Last month, when the results of the Minnesota Comprehensive Assessments were released, for the second year running more than half of those schools that “beat the odds” — that is, have both high test scores and high poverty rates — catered to a single ethnic or racial group.
The north Minneapolis charters Harvest Prep and Seed Academy, for instance, serve impoverished African-Americans who score well above state averages. Twin Cities International Elementary and Higher Ground Academy both post higher-than-average scores from African immigrants.

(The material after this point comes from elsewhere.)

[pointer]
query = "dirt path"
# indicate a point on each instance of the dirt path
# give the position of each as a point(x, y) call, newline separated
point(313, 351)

And then last week, my colleague Cynthia Boyd, author of MinnPost’s Community Sketchbook blog, posted a story about a recent survey that showed an exceptional percentage of Somali children enter kindergarten ready to learn, according to standardized measurements. She talked to a number of educators and service providers while putting together her article, which mentioned Somali parents’ intense interest in education as one possible factor.
Talking about the intersection of race, culture and education is about as charged a conversation as exists today — something I daresay is reflected by some recent red-hot comment threads on this very site. It’s easy for people to look at a particular set of numbers and assume that the message to be gleaned is that one group of kids is better positioned to learn, or otherwise holds the keys to the kingdom of success.
Cindy and I have had a couple of conversations about this in recent days because we’re both interested in continuing to explore the lessons these statistical outlier schools hold for anyone interested in closing the achievement gap.
Article bears revisiting
As a part of that exchange, she passed along a link to a story The New York Times ran a couple of years ago that I think bears revisiting in light of this discussion. The article took a look at what was then 138 charter schools that focused on specific immigrant or ethnic groups.
Among other things, it quoted a Somali parent with kids at the aforementioned Twin Cities International Elementary describing the appeal for her family. A snippet, to convince you it’s worth reading:
Some critics argue that these kinds of charter schools are contributing to a growing re-segregation of public education, and that they run counter to the long-held idea of public schools as the primary institution of the so-called “melting pot,” the engine that forges a common American identity among immigrants from many countries.
“One of the primary reasons that American society supports public schools is to give everyone a solid civic education,” said Diane Ravitch, an education historian, “the sort of education that comes from learning together with others from different backgrounds.”
But there’s isolation, alienation
But Dr. Suárez-Orozco says the reality is that most new immigrants become isolated in public schools, and that large numbers of them become alienated over time and fail to graduate.
A place like Minnesota, with its strong charter-school movement, offers immigrant parents, who have long been conflicted about their children becoming Americanized, a strong voice in their children’s education, Dr. Suárez-Orozco said, and shows their eagerness to participate in democracy.
Aren’t you curious both about the phenomenon and about what it would take to have a constructive conversation about this? I am. I hope you’ll let us know if you have ideas.